Ma i problemi non finiscono qui. HRW ha infatti intervistato anche numerose ragazze che lavorano sui siti minerari o nei pressi (mense o bar per i minatori), scoprendo che molte di loro spesso diventano vittime di sfruttamento e abuso sessuale. Il rischio di HIV e di altre infezioni trasmesse sessualmente presso questi posti è infatti altissimo, ben oltre la media del paese. “Spesso i padroni non ci danno i soldi per mangiare – dice Wanda S., 14 anni – per questo dobbiamo prostituirci. Ma vorrei smettere...”. E, come se non bastasse, il lavoro minorile nelle miniere artigianali colpisce anche la frequenza scolastica e le prestazioni in classe, portando spesso i bambini a saltare la scuola quando non ad abbandonarla del tutto.

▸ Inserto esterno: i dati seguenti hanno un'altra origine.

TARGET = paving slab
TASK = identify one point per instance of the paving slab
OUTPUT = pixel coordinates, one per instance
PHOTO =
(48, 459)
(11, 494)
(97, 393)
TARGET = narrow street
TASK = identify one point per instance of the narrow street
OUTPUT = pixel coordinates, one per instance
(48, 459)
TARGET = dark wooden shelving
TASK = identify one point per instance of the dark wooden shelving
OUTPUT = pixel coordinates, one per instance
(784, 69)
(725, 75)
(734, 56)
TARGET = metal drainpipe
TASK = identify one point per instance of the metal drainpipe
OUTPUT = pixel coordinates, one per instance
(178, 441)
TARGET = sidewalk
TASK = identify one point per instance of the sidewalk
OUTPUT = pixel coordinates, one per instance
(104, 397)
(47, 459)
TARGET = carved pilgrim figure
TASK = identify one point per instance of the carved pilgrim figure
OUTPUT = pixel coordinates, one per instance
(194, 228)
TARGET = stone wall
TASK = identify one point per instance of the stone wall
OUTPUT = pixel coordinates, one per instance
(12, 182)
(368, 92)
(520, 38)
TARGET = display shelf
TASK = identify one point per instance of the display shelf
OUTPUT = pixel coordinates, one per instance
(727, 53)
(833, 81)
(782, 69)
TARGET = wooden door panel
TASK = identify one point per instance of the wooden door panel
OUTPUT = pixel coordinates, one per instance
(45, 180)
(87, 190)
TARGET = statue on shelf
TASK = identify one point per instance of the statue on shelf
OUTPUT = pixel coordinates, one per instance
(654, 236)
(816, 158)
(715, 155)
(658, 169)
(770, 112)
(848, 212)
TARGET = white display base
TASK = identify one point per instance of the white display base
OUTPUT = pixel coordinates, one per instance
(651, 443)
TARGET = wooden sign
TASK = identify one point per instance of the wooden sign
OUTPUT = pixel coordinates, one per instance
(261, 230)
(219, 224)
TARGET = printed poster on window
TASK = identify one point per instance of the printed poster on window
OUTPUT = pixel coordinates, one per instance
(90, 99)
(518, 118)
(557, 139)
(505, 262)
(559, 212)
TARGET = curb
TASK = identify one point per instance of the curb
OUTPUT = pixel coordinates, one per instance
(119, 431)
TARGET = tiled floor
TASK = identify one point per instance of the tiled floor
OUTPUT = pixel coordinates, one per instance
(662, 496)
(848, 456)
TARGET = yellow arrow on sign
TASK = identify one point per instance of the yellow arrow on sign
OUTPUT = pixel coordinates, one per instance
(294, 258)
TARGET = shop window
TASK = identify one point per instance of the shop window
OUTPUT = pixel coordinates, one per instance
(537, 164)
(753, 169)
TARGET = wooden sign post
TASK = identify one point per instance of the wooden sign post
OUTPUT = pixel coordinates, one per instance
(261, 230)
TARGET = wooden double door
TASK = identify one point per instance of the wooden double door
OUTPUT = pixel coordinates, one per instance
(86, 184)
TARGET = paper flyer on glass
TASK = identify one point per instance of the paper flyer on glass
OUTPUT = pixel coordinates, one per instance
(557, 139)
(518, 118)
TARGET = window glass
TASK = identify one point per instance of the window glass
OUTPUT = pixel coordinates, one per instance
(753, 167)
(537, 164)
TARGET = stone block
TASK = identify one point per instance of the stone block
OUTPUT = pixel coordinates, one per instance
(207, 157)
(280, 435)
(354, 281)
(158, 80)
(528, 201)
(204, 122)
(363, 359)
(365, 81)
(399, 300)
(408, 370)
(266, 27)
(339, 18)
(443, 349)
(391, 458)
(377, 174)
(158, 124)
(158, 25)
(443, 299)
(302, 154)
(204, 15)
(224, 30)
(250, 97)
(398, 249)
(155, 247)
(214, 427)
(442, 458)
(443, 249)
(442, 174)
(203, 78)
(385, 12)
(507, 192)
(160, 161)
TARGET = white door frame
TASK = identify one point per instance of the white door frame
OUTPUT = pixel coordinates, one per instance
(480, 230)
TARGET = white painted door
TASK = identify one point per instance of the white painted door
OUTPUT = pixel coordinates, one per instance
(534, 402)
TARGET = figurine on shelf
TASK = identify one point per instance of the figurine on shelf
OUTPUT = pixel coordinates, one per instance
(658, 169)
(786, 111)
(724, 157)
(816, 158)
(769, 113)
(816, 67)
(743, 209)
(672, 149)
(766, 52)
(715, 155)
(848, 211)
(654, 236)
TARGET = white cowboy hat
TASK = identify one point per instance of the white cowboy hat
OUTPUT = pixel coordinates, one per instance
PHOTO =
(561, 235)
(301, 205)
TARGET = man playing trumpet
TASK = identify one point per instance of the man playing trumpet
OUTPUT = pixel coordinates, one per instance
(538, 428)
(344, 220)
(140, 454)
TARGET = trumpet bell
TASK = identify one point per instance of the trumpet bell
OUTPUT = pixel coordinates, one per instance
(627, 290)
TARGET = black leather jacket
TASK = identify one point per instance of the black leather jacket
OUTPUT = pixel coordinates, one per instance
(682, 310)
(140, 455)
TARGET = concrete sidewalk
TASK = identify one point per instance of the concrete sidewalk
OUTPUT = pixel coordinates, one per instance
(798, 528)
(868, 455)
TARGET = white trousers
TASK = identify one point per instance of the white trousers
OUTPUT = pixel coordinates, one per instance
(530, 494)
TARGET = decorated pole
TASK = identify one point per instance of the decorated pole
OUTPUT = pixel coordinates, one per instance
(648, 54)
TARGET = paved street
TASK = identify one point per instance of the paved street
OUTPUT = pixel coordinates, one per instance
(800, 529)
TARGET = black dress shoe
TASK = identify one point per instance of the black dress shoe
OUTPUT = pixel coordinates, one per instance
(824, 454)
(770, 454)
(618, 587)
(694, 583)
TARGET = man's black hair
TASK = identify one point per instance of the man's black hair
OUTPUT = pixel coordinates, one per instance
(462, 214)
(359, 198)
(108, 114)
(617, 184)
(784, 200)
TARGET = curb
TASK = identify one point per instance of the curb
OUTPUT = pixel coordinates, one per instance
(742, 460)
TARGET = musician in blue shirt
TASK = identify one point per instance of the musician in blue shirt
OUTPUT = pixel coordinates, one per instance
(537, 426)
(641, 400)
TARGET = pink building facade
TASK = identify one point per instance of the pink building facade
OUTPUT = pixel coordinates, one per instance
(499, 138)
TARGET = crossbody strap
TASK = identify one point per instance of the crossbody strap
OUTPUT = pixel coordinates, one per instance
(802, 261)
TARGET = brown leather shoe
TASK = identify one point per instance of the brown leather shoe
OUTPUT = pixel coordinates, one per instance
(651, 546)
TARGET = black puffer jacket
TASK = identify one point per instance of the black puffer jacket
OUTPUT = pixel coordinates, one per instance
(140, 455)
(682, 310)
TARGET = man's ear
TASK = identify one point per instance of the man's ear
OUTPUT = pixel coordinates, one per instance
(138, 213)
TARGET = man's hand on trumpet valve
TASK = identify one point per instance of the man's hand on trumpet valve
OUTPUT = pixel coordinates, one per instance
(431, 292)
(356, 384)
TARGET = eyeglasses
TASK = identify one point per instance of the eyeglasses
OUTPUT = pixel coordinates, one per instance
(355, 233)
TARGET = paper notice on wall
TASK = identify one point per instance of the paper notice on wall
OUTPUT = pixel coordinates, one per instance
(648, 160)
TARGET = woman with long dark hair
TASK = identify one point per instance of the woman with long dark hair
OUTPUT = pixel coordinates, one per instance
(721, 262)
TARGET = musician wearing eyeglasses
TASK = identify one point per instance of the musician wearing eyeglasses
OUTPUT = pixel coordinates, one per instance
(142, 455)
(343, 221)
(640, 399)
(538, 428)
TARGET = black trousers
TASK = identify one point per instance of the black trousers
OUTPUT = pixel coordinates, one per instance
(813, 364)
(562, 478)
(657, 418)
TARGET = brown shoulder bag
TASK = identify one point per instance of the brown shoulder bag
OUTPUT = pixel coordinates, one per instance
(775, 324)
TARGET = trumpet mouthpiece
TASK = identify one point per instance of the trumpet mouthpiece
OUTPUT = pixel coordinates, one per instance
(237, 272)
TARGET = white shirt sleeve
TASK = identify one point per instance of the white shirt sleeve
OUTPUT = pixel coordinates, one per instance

Eppure in Tanzania le leggi contro il lavoro minorile e per la promozione di un uso più sicuro del mercurio nel settore minerario esistono, ma difficilmente vengono fatte rispettare, soprattutto sui siti informali. “Gli ispettori del lavoro dovrebbero poter visitare regolarmente le miniere, autorizzate e non, e assicurare le sanzioni per i datori di lavoro che utilizzano manodopera minorile” spiega ancora Janine Morna. La piaga, però, è dilagante: secondo le Nazioni Unite, a lavorare nelle miniere d’oro africane vi sarebbero dai 100.000 a 250.000 bambini. Peccato che, persino nel programma di sostegno al settore minerario finanziato dalla Banca Mondiale con 55 milioni di dollari, il problema non venga neppure menzionato.
“Noi non siamo per il boicottaggio dell’oro della Tanzania” continua HRW, che chiede piuttosto ai governi e istituzioni dei programmi di sostegno per la scolarizzazione e la formazione professionale dei bambini e ragazzi. La Tanzania è infatti il quarto più grande produttore di oro in Africa, e circa il 5% del PIL e un terzo delle sue esportazioni provengono dalle miniere, che possono essere di due tipi: quelle con licenza, in genere di proprietà di grosse multinazionali straniere, e quelle informali, più piccole e spesso gestite in modo improvvisato da privati. È qui che, secondo gli esperti, dovrebbero concentrarsi i controlli, anche perchè si stima che circa il 10% dell’oro del paese provenga proprio da questi piccoli siti che, secondo il governo tanzano, avrebbero prodotto circa 1,6 tonnellate di oro nel 2012, per un valore di circa 85 milioni di dollari. Le maggiori destinazioni sono gli Emirati Arabi Uniti, ma anche Svizzera, Sud Africa, Cina e Regno Unito.
“Il settore minerario artigianale è un settore importante e il boicottaggio farebbe più danni che benefici – afferma HRW – Ma è importante che anche i consumatori richiedano finalmente un oro pulito, libero dal lavoro minorile”.